GoogleCloudDataproc / spark-bigquery-connector

BigQuery data source for Apache Spark: Read data from BigQuery into DataFrames, write DataFrames into BigQuery tables.

Apache License 2.0

378 stars 198 forks source link

Issue #1290: Stopped using metadata for optimized count path #1293

Closed vishalkarve15 closed 1 month ago

vishalkarve15 commented 2 months ago

TableInfo.getNumRows() only covers the data that's materialized to data files, without including the data in streaming buffer. The data in streaming buffer (a.k.a, ingested through Write API, but not converted to data file yet) is readable using ReadAPI, but accessing TableInfo.getNumRows() won't reflect whatever changes are made in the streaming buffer.

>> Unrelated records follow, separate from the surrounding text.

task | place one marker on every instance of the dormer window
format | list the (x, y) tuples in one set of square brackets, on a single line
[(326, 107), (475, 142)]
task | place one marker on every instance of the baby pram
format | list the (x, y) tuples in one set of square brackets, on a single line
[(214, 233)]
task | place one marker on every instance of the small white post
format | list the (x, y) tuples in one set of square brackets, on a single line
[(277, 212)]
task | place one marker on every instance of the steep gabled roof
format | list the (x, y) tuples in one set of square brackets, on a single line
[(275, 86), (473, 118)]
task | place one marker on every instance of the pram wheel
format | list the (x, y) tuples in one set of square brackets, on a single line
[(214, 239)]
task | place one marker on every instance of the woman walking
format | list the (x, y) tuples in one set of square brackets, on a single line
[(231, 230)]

Running a select count(1) query works, as it triggers actual data scan through ReadAPI.

This issue only affects direct write.

vishalkarve15 commented 2 months ago

/gcbrun

vishalkarve15 commented 2 months ago

/gcbrun

vishalkarve15 commented 2 months ago

/gcbrun

vishalkarve15 commented 2 months ago

We have 2 options here:

fallback to TableInfo for requirePartitionFilter tables. But this preserves existing behavior with potential for incorrect count.
use count(*) for requirePartitionFilter tables which fails if partition filter is not specified. This is a breaking change.

I'd prefer the 2nd option which makes it a breaking change, because it is the intended behavior of require partition filter.

davidrabinowitz commented 2 months ago

Or option 3: if requirePartitionFilter is true, run SELECT COUNT(*) FROM <table> WHERE <partition_column> BETWEEN <min-val> AND <max-val> where the min/max values are based on the type - MIN_LONG/MAX_LONG for range partitions, 0001-01-01 / 9999-12-31 for date partitions. Perhaps <partition_column> != null will work as well.